In the United States, colorectal cancer (CRC) is the third most diagnosed cancer and the second leading cause of cancer deaths. In 2015, approximately 143,000 new cases will be diagnosed and 50,000 deaths are predicted. Liver metastasis is the major cause of death. To understand the molecular and cellular mechanisms of liver metastasis, we used an orthotopic mouse model of CRC liver metastasis that recapitulated all stages of tumor growth and metastasis to perform whole genome microarray analysis to identify genetic changes in the liver microenvironment in response to primary tumor growth in the cecum.

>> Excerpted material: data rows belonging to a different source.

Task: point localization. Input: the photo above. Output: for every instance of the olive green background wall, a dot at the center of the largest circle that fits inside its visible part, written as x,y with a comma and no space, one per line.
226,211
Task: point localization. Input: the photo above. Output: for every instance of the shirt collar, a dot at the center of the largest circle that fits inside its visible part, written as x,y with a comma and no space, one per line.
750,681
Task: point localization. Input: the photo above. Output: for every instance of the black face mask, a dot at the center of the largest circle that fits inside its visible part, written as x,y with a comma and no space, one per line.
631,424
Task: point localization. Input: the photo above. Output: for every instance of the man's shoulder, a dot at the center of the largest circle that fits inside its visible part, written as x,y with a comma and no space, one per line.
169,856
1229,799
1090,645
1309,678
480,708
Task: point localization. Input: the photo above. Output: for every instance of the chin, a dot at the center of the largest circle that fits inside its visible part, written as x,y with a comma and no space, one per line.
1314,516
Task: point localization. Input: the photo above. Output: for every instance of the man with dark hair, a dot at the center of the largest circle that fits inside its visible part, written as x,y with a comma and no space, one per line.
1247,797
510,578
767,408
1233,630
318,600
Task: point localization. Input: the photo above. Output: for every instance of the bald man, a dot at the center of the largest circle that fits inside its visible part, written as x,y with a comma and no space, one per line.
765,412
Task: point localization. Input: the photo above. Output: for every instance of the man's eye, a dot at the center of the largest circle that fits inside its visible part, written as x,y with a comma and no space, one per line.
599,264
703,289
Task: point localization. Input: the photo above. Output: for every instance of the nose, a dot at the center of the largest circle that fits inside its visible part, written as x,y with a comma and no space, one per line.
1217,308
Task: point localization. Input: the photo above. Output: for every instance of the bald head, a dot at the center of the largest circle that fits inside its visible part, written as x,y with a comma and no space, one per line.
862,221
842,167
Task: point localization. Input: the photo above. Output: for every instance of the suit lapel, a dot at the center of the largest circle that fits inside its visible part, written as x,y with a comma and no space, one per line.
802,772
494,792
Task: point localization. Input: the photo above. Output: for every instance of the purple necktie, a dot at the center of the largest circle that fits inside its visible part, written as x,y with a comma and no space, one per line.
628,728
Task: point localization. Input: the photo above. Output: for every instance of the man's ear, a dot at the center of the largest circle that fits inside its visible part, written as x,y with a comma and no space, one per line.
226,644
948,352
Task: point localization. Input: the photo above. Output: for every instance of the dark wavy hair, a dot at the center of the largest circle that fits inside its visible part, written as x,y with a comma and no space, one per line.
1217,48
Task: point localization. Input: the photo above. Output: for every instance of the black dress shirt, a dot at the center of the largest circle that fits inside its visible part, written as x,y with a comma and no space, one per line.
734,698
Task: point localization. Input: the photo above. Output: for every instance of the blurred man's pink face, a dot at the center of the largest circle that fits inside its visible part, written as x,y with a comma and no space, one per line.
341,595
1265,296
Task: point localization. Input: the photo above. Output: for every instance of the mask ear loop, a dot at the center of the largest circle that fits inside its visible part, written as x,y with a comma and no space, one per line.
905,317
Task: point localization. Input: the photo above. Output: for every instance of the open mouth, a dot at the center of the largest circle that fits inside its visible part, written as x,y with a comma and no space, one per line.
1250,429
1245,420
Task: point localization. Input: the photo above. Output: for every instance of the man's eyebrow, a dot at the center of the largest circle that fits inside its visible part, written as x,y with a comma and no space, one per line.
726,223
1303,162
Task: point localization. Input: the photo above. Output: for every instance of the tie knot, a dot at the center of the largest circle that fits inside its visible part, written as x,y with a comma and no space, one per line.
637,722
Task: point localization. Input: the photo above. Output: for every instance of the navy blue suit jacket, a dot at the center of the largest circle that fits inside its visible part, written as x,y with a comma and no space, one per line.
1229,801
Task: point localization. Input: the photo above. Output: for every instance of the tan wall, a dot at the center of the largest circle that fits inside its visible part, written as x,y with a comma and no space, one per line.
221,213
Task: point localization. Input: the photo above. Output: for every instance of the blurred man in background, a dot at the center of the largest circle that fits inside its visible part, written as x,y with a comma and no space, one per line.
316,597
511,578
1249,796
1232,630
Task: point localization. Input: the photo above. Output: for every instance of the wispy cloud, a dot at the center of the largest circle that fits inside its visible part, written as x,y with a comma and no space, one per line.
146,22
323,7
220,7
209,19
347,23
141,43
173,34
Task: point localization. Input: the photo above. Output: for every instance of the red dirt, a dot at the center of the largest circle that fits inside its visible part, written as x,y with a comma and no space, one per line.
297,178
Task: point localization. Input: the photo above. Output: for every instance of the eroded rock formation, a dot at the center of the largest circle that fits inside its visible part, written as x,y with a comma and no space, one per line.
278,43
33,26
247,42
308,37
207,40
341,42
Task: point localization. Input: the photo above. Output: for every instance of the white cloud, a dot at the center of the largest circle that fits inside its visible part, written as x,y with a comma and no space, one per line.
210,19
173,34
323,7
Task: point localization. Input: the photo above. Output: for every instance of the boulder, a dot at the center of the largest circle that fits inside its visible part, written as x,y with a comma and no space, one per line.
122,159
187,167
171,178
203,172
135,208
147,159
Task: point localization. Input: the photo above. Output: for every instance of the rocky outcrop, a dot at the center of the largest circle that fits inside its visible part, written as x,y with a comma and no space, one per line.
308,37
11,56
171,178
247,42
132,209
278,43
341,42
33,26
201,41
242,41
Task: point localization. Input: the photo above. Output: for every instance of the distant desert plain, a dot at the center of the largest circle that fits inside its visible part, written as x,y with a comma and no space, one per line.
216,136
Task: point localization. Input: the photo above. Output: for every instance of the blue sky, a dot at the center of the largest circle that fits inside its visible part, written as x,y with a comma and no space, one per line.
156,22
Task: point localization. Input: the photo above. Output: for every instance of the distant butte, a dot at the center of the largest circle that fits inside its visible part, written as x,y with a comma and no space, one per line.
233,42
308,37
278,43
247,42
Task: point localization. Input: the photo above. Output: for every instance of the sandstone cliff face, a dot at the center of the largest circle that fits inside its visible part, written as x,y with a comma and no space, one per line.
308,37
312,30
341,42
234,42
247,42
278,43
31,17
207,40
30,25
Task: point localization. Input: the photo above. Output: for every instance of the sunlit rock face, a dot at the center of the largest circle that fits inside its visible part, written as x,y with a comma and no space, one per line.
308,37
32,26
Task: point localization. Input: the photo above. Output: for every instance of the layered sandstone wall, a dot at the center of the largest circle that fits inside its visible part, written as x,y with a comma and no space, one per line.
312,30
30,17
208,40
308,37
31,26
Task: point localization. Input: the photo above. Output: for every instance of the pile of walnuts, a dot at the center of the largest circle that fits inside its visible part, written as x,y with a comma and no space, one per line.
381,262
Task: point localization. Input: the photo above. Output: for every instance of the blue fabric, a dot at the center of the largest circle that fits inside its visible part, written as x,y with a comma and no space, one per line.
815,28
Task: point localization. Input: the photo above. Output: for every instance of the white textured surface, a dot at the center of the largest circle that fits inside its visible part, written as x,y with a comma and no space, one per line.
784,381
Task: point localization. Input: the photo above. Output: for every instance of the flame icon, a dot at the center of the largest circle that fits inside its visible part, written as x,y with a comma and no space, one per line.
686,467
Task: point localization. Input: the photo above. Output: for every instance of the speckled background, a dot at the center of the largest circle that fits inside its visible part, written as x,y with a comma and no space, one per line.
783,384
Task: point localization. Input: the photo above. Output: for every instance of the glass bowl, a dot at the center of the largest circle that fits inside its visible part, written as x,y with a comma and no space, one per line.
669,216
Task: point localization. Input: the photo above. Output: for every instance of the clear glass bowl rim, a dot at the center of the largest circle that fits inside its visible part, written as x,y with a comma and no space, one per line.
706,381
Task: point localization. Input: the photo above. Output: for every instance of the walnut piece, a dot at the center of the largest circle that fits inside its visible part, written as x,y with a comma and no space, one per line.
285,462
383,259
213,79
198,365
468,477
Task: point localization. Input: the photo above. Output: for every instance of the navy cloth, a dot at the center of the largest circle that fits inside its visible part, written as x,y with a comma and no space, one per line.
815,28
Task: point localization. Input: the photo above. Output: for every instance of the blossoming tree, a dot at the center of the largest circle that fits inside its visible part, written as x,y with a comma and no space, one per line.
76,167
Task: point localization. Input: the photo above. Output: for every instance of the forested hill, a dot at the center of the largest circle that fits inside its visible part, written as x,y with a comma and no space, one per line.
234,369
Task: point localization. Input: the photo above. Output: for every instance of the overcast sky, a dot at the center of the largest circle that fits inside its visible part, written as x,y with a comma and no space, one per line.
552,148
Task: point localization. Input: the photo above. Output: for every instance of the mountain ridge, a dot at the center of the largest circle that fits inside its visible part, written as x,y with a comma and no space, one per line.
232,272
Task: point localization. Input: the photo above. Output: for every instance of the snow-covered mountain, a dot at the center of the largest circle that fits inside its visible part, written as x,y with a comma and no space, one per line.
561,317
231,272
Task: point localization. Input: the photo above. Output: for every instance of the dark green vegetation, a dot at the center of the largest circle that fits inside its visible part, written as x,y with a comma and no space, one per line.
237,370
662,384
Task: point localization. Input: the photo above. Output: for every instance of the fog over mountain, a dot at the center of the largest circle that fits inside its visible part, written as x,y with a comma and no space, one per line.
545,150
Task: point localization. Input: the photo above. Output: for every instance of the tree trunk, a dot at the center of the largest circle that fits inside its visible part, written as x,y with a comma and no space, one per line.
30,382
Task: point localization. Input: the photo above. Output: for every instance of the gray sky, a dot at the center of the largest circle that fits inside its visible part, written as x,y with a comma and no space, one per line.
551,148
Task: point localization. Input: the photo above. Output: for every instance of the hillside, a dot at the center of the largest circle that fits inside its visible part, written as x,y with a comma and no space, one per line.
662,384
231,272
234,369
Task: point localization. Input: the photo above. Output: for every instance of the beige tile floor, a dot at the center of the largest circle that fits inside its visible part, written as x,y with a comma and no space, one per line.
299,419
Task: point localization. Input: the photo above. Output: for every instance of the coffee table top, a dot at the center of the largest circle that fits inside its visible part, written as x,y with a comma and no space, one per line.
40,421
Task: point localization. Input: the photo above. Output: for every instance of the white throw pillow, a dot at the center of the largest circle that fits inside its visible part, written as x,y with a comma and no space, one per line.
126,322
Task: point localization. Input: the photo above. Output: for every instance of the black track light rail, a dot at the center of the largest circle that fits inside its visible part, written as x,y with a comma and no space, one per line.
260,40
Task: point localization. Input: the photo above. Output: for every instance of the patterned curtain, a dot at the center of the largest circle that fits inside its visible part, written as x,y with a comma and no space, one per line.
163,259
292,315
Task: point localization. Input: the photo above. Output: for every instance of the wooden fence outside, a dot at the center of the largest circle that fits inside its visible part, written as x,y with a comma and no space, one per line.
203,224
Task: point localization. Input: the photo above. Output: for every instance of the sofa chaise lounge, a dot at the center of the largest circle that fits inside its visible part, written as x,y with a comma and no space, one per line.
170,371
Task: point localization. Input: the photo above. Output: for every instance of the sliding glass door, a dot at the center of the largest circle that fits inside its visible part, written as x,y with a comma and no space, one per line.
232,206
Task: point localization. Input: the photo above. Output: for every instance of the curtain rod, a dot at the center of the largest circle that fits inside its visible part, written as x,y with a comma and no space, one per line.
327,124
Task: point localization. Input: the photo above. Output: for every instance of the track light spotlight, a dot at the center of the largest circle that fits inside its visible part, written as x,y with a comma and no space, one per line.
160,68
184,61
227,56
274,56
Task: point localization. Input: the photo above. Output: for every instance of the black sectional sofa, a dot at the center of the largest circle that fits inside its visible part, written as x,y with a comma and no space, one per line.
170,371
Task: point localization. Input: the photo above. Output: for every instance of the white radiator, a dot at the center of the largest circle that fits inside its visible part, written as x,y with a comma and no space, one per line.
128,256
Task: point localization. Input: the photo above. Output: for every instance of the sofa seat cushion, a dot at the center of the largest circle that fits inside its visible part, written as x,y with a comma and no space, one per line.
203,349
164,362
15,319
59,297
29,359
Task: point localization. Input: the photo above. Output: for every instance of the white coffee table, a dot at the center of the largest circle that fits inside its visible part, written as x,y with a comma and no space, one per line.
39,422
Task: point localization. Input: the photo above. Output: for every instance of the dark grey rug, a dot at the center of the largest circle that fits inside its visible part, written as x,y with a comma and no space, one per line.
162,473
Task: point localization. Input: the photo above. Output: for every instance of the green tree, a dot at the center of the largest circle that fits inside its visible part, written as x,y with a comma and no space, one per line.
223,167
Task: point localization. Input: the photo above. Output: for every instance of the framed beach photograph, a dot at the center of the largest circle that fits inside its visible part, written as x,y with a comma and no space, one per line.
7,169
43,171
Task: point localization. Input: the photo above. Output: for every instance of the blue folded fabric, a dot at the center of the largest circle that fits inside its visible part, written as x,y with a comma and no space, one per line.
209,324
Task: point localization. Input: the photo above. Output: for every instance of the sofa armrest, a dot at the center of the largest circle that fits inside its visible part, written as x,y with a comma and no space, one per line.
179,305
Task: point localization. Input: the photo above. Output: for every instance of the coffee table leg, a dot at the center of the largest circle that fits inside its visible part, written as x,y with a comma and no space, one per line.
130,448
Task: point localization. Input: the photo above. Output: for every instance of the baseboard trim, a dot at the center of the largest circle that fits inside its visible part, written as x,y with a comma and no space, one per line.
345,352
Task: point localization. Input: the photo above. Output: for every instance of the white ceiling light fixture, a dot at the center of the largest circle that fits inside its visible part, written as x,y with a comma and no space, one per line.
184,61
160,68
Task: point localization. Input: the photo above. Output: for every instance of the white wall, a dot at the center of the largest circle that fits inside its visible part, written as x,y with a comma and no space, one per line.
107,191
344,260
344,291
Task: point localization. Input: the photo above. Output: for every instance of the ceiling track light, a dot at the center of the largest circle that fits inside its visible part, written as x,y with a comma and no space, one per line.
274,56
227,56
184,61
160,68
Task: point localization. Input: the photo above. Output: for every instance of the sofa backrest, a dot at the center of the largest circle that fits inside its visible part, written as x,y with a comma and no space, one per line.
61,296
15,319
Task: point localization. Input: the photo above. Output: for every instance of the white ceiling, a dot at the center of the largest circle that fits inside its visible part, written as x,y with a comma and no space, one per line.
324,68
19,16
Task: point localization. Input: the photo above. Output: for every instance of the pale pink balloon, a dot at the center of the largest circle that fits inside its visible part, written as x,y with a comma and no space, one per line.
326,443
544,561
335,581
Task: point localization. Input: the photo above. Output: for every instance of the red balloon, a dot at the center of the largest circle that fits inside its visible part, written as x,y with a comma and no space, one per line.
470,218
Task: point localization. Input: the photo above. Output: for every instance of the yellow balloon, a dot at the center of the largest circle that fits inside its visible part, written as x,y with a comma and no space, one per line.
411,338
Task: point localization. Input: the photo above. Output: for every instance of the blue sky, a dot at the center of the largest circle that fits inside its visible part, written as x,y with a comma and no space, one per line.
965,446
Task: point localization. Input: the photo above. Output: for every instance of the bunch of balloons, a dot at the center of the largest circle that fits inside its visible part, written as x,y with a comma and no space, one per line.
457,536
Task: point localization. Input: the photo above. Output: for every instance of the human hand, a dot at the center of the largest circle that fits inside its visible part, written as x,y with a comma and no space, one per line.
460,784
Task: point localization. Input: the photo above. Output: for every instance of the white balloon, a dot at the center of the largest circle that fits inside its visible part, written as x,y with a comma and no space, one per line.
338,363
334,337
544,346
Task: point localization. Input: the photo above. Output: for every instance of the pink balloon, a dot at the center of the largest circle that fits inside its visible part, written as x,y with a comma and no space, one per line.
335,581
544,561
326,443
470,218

We identified lipocalin 2 (Lcn2) as the most highly expressed gene in pre-metastatic liver. LCN2 is a 25 kD secreted glycoprotein that plays a key role in the innate immune response. LCN2 has been associated with various types of cancers including thyroid, cervical, breast, and renal. However, its role in the tumor microenvironment has not been fully elucidated and there is conflicting data on its role in tumor growth and liver metastasis of CRC. To determine the effect of elevated serum levels of LCN2 on liver metastasis of CRC, Lcn2 was cloned into the pV1J plasmid and electroporated in vivo into syngeneic mice while control mice were electroporated with pV1J empty vector. MC38 CRC cells were then injected into the spleen of electroporated mice and the extent of liver metastases was determined after three weeks. The results showed that mice injected with Lcn2 expressing plasmid had elevated serum levels of LCN2 and showed a significantly higher rate of liver metastasis as compared to mice electroporated with empty vector. The results suggest that elevated LCN2 expression in the microenvironment is sufficient to enhance liver metastasis of CRC, underscoring its potential as a therapeutic target.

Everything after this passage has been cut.